Fenced pits lay abandoned at 129th. Trash floated (mostly 16-ounce bottles). Two police cars honked as if I hadn't seen them coming. I blinked and kicked some ice which ended up being thick crystal glass. I was having a moment where my hands feel unbearably hot inside gloves.

At 118th a black girl in mauve got so transfixed by a flabby construction guy's stare. A svelte woman stepped down from a church. I felt like a creep for checking her out. She'd probably attended a funeral unless this was Easter weekend or somehow Easter-related. Men above spoke kindly but to me they were a wall.

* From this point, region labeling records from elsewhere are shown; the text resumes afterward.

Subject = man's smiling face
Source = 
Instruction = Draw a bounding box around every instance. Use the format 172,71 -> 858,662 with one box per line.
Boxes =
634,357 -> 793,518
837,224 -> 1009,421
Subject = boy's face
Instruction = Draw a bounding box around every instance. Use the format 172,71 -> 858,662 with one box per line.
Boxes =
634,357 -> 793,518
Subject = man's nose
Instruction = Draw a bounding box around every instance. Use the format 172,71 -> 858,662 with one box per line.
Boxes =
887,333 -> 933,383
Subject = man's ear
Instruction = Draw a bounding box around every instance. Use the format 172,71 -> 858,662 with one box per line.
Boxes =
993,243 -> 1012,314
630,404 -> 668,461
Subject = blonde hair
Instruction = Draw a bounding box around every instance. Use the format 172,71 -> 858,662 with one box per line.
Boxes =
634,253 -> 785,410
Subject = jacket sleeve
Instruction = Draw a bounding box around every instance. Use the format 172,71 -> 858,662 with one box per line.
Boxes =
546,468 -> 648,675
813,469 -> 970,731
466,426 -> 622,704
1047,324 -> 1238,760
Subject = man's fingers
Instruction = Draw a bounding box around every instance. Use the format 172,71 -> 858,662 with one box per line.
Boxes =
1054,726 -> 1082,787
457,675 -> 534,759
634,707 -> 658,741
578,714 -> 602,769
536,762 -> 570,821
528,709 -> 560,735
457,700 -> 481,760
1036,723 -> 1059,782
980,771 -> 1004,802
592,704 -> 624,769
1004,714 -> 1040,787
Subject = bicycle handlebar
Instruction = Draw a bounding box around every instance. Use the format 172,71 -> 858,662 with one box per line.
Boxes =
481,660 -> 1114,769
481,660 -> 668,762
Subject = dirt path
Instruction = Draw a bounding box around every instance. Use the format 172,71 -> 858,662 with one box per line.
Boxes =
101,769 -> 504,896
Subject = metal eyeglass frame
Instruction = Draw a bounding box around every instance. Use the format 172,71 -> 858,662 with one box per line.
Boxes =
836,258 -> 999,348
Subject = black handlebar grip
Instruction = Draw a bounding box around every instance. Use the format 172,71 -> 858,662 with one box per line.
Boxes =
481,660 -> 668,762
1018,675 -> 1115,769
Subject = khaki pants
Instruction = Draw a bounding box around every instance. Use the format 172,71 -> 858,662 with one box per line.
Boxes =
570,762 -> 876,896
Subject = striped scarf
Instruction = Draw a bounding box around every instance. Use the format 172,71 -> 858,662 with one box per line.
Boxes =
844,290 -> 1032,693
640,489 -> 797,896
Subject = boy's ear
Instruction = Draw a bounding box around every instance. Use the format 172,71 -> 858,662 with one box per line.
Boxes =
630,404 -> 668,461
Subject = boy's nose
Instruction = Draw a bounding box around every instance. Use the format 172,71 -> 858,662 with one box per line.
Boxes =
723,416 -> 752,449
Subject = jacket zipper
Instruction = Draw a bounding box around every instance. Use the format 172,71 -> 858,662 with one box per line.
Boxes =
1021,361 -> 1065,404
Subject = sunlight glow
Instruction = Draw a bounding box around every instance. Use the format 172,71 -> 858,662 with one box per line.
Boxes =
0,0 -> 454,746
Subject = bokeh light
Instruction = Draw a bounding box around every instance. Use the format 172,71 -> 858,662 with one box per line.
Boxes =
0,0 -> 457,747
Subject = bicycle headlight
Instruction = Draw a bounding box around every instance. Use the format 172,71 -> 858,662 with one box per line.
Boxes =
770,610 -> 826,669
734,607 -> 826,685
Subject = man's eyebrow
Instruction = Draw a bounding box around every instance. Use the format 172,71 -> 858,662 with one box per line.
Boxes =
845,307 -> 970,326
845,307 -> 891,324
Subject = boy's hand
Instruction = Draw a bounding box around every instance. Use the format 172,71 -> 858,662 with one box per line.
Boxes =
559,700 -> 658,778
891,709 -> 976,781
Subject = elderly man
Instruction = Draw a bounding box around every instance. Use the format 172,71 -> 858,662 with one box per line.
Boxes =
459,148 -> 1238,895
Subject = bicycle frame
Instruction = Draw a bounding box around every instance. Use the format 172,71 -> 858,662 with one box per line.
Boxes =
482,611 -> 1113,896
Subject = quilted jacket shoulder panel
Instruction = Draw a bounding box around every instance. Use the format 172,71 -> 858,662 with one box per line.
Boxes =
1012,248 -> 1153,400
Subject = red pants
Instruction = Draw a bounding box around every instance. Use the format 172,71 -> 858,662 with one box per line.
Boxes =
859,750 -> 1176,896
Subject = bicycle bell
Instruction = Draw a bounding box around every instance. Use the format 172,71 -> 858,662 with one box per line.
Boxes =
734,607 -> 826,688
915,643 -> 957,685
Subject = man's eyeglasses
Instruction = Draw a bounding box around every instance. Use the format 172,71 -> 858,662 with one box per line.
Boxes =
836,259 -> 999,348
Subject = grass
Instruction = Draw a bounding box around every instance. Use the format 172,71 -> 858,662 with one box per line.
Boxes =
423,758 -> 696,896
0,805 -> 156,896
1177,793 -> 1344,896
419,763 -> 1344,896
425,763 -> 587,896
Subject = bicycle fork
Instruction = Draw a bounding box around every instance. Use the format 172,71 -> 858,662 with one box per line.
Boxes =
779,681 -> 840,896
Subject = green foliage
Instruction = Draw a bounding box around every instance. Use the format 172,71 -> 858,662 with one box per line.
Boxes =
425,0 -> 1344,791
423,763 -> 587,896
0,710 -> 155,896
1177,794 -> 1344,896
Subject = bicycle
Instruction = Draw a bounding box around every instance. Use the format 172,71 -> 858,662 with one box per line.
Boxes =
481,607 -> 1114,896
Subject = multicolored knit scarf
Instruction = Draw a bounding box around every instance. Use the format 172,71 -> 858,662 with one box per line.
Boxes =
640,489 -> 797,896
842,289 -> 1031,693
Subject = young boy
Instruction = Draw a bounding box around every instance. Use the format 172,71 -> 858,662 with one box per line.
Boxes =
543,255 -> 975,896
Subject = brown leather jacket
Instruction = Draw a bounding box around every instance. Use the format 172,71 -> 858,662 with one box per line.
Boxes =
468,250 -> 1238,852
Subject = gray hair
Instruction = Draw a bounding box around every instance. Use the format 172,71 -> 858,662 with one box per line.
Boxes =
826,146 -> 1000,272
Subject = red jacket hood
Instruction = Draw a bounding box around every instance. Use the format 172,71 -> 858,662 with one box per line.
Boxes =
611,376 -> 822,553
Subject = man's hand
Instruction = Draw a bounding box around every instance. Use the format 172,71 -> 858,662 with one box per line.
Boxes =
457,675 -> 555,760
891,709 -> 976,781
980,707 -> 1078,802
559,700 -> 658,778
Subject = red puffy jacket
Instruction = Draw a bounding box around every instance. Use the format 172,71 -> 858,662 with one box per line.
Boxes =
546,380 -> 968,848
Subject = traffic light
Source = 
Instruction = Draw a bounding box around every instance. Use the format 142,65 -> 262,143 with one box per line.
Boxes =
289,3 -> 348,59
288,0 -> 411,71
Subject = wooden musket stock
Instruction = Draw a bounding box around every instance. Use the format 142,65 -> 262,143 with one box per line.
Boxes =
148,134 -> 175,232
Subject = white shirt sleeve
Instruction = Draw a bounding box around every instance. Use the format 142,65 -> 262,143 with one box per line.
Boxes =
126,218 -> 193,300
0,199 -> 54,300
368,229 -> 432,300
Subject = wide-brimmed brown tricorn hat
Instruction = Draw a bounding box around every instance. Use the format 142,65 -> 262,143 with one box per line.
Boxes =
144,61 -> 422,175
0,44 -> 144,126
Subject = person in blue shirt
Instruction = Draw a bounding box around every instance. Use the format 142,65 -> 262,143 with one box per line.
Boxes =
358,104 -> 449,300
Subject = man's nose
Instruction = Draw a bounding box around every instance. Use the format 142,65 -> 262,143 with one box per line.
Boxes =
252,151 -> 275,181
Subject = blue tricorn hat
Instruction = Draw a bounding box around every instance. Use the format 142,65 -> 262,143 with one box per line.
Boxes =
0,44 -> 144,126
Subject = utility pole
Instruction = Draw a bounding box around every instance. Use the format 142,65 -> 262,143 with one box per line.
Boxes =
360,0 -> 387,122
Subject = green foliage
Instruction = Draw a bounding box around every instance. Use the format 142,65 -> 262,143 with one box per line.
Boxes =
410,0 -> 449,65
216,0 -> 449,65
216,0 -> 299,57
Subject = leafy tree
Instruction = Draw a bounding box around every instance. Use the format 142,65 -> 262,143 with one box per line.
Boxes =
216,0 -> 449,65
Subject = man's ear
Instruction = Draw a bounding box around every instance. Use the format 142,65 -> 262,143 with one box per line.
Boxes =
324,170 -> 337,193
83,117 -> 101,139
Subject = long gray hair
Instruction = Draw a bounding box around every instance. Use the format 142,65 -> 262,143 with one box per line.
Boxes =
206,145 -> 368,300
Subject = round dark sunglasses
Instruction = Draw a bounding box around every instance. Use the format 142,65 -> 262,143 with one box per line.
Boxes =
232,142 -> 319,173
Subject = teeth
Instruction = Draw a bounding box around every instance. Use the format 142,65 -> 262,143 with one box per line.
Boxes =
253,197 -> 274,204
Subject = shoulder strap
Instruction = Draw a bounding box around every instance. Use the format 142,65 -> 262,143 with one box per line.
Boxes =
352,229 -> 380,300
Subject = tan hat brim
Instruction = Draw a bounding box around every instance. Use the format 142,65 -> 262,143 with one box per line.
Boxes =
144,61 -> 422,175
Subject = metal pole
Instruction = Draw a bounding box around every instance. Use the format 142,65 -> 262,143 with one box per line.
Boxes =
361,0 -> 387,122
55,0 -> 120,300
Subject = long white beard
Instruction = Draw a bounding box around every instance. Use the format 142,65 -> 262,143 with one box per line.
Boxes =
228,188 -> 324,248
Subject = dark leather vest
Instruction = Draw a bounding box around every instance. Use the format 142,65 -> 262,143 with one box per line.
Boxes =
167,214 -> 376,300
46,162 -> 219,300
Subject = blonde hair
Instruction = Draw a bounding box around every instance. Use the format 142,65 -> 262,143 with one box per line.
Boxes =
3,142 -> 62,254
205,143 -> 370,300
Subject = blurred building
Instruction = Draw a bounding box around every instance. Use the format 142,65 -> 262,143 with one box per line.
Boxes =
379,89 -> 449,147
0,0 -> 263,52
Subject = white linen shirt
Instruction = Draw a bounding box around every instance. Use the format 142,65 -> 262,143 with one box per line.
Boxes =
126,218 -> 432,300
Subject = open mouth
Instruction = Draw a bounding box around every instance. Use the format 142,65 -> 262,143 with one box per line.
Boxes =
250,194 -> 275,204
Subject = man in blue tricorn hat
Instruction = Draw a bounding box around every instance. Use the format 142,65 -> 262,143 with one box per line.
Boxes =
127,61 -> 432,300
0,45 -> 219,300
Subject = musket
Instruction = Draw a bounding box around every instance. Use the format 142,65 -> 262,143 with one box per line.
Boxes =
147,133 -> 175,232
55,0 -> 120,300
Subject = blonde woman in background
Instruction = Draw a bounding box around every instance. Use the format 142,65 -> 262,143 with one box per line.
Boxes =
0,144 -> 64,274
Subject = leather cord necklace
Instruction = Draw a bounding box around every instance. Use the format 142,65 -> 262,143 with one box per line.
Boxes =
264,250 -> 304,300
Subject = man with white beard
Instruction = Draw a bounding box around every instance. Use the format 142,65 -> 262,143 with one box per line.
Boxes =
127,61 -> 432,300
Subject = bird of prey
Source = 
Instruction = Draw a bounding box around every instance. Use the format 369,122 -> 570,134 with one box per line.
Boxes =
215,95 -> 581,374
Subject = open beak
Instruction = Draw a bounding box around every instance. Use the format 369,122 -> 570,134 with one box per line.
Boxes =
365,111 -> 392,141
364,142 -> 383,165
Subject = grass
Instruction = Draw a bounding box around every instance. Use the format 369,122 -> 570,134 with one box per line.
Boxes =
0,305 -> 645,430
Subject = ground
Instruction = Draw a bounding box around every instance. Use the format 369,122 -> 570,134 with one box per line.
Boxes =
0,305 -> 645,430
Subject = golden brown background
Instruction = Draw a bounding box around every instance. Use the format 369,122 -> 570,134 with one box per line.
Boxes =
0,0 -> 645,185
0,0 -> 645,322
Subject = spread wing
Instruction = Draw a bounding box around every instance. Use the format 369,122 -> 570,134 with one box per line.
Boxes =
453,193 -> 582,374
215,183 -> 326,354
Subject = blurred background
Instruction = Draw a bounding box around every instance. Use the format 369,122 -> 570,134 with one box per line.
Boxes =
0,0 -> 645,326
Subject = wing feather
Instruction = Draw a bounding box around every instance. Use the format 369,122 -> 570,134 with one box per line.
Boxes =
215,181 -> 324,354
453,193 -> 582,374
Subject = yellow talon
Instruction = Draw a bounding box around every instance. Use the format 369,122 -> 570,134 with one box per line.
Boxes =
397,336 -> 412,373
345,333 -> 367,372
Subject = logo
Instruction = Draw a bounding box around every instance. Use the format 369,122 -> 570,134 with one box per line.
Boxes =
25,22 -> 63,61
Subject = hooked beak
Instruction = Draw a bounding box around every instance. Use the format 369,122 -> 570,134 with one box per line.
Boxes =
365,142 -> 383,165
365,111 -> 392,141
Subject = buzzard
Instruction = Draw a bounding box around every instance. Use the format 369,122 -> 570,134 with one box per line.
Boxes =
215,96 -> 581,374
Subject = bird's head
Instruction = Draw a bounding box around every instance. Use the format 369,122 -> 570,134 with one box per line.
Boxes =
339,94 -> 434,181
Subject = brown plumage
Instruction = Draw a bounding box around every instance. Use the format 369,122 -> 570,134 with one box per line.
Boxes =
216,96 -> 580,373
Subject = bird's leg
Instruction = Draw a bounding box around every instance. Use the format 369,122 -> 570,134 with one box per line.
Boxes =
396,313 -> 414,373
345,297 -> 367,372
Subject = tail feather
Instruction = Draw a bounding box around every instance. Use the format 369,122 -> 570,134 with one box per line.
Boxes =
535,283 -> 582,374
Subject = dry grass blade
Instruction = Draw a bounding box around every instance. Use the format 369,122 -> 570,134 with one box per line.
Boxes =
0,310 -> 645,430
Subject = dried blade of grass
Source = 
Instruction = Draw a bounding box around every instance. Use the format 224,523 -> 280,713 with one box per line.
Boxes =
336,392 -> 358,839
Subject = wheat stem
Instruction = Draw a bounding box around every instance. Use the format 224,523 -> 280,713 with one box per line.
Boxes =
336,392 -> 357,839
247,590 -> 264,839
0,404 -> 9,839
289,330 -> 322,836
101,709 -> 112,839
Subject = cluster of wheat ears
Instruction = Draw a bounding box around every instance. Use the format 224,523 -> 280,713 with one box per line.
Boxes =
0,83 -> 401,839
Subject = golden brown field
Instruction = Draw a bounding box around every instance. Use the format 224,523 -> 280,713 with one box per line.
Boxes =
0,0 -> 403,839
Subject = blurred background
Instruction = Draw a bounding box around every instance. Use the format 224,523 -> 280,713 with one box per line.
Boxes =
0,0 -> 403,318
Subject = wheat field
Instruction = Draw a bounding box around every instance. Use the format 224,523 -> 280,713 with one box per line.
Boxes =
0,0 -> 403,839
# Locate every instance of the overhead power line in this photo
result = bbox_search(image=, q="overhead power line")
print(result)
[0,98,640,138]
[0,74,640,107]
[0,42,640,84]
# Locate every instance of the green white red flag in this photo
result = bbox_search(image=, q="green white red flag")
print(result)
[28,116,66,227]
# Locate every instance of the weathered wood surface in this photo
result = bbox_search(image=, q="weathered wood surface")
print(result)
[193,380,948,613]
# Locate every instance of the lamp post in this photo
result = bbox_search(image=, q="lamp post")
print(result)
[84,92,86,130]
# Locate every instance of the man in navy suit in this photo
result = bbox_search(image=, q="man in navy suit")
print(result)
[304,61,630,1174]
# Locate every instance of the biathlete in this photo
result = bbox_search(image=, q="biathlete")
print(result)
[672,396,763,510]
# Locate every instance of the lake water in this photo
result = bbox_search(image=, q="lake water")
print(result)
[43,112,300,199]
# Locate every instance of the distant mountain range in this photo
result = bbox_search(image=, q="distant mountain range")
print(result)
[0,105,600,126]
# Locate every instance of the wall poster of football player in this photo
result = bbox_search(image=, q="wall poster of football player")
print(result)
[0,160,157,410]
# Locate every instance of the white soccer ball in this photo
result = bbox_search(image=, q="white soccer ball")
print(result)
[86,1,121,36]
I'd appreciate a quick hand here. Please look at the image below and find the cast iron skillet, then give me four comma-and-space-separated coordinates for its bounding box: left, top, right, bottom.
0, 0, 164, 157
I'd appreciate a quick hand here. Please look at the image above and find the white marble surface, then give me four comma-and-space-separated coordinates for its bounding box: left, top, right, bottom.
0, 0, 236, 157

Ragtime drifted through a windowpane. A shy boy asked if the key-cutting store was open yet. The shaved-bald clerk replied We're open open. Women with Watchtowers sensed I wasn't interested. Both faces slackened.

Central Park stood white and blank. It's strange no one lives in the building next to ours. In the hall Luis and Frankie pushed refrigerators. I slunk past before they could pause in the extra inch my doorway provides.